Der Moment des Abends gehörte dem fünffachen Familienvater Jens Diezinger. Durch den Einblick, den er in seine Familiensituation und finanzielle Lage gab, konnte der Zuschauer sich ein ganz anderes Bild von der Wirksamkeit der politischen Entlastungsmaßnahmen machen – das rührte das Studio. "Jetzt kommt die Zeit, wo ich mit dem Auto noch weniger fahre", gab Diezinger zu.

Seine Söhne spielten Fußball, würden wachsen. Er müsse fragen: "Können wir die Fußballschuhe vielleicht einen Monat weiterschieben?" Die Kinder würden an Weihnachten sagen: "Ein bis zwei Geschenke reichen, Hauptsache wir fahren im Sommer an die Nordsee", berichtete er. Die Entlastungsmaßnahmen kritisierte er – mit einem 9-Euro-Ticket könne er nicht knapp zwei Stunden zur Arbeit fahren, nach Steuerabzug bliebe ihm von den Pauschalen außerdem "vielleicht eine extra Tankfüllung" übrig.

Das ist das Rede-Duell des Abends

Zugegeben: Viel Streit gab es nicht. Auf Krawall gebürstet war ARD-Journalistin Anja Kohl. Gefragt, ob der Tankrabatt wirklich bei den Verbrauchern ankommen wird, sagte FDP-Mann Dürr. "Eine Garantie gibt es nicht." Ihm sei es lieber, bei den direkten Steuern anzusetzen, das Kartellamt beobachte nun aber die Mineralölkonzerne. "Wenn Absprachen da wären, dann wäre das kartellrechtswidrig", sagte er. Der Schritt sei die "einzige Möglichkeit" gewesen, Pendlerinnen und Pendler an der Tankstelle zu entlasten.

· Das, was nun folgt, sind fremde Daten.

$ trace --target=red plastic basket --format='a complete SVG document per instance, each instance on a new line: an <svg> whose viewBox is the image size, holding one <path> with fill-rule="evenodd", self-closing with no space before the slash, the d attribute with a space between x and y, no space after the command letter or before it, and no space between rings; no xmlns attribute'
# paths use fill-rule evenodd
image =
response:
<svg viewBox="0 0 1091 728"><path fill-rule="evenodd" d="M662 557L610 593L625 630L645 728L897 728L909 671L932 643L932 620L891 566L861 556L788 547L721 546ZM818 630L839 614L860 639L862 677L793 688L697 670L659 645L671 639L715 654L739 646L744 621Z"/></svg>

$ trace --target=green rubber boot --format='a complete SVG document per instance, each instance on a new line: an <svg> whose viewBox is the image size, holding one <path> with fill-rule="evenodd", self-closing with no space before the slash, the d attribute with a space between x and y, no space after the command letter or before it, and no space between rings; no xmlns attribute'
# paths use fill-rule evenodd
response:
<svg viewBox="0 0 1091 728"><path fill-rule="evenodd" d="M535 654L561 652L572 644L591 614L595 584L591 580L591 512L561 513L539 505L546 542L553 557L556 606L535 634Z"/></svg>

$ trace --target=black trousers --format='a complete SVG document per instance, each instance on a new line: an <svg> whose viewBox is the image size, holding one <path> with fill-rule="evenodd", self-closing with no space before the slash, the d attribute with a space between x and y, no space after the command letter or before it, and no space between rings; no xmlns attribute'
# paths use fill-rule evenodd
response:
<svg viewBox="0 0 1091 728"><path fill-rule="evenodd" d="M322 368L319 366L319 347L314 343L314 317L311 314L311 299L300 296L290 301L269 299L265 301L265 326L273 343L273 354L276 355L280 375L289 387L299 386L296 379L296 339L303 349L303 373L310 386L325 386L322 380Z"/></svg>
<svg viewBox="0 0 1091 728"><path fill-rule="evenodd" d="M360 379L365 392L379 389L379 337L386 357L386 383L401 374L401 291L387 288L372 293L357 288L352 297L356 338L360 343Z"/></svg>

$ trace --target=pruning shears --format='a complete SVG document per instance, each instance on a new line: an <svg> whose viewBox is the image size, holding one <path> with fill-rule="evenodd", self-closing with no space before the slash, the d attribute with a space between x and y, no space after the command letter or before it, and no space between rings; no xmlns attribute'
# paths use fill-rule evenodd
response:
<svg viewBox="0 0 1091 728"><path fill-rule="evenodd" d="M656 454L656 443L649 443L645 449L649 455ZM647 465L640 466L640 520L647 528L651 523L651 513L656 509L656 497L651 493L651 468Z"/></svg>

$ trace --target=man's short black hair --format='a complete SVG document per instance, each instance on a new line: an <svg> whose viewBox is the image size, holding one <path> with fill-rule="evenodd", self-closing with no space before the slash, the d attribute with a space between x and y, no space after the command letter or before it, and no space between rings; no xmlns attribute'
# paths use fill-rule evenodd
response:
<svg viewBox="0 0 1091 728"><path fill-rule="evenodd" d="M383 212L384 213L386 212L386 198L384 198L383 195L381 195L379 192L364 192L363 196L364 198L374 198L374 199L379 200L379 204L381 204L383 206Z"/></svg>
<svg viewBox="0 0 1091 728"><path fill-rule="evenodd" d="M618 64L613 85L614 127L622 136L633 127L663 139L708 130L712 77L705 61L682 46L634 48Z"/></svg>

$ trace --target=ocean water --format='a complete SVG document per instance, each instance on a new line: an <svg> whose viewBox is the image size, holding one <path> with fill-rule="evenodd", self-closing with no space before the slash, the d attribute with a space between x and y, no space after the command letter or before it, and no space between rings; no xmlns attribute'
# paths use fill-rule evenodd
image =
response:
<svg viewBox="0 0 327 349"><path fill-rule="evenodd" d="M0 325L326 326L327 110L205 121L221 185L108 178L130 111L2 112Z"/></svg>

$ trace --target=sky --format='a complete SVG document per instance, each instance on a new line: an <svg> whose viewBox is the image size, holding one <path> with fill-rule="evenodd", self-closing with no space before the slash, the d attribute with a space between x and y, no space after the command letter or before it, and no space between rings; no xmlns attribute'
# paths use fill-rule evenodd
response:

Journalistin Kohl widersprach vehement: "Die Wahrheit ist eigentlich, Herr Dürr, dass das Kartellamt wochen- oder monatelang, seit es diesen Preisauftrieb bei Energie- und Spritpreisen gibt, zugeguckt hat." Ständig sei auf eine unklare Gesetzeslage verwiesen worden. Die hohen Spritpreise hätten mit hohen Ölpreisen nichts mehr zu tun gehabt. Eine angekündigte Novellierung beim Kartellamt habe es nicht gegeben. "Es ist bis heute nichts passiert", kritisierte sie.

So hat sich Frank Plasberg geschlagen

Plasberg war in seiner Moderation ungewöhnlich ruhig und analytisch, kaum provokante Töne waren am Montagabend von ihm zu vernehmen. Das war dem Thema angemessen. "Wer kann das in den Griff bekommen, wer sind die Player?", fragte er mit Blick auf die Inflation beispielsweise, ebenso: "Kann der Staat die Preissteigerungen immer wieder ausgleichen?"

Es gelang Plasberg auch, die Thematik für die Zuschauer anschaulich herunterzubrechen. "Dem einen geht’s ans Depot, dem anderen an den Kühlschrank", bebilderte Plasberg beispielsweise. Gut angekommen sein dürfte auch, dass er Studiogast Jens Diezinger jede Menge Redeminuten einräumte.

Das ist das Ergebnis bei "Hart aber fair"

Man merkte: Es ist wichtig, dass Politik und Bürger in den direkten Dialog miteinander treten. Die Schwächen der politischen Maßnahmen treten nämlich erst dann zutage, wenn man die Lebensrealität einer deutschen Familie danebenlegt. Wichtig bleibt dann nur, dass die Politik sich nicht in Lagerkämpfen, Phrasen oder Parteizwist verheddert – sondern wirklich zuhört.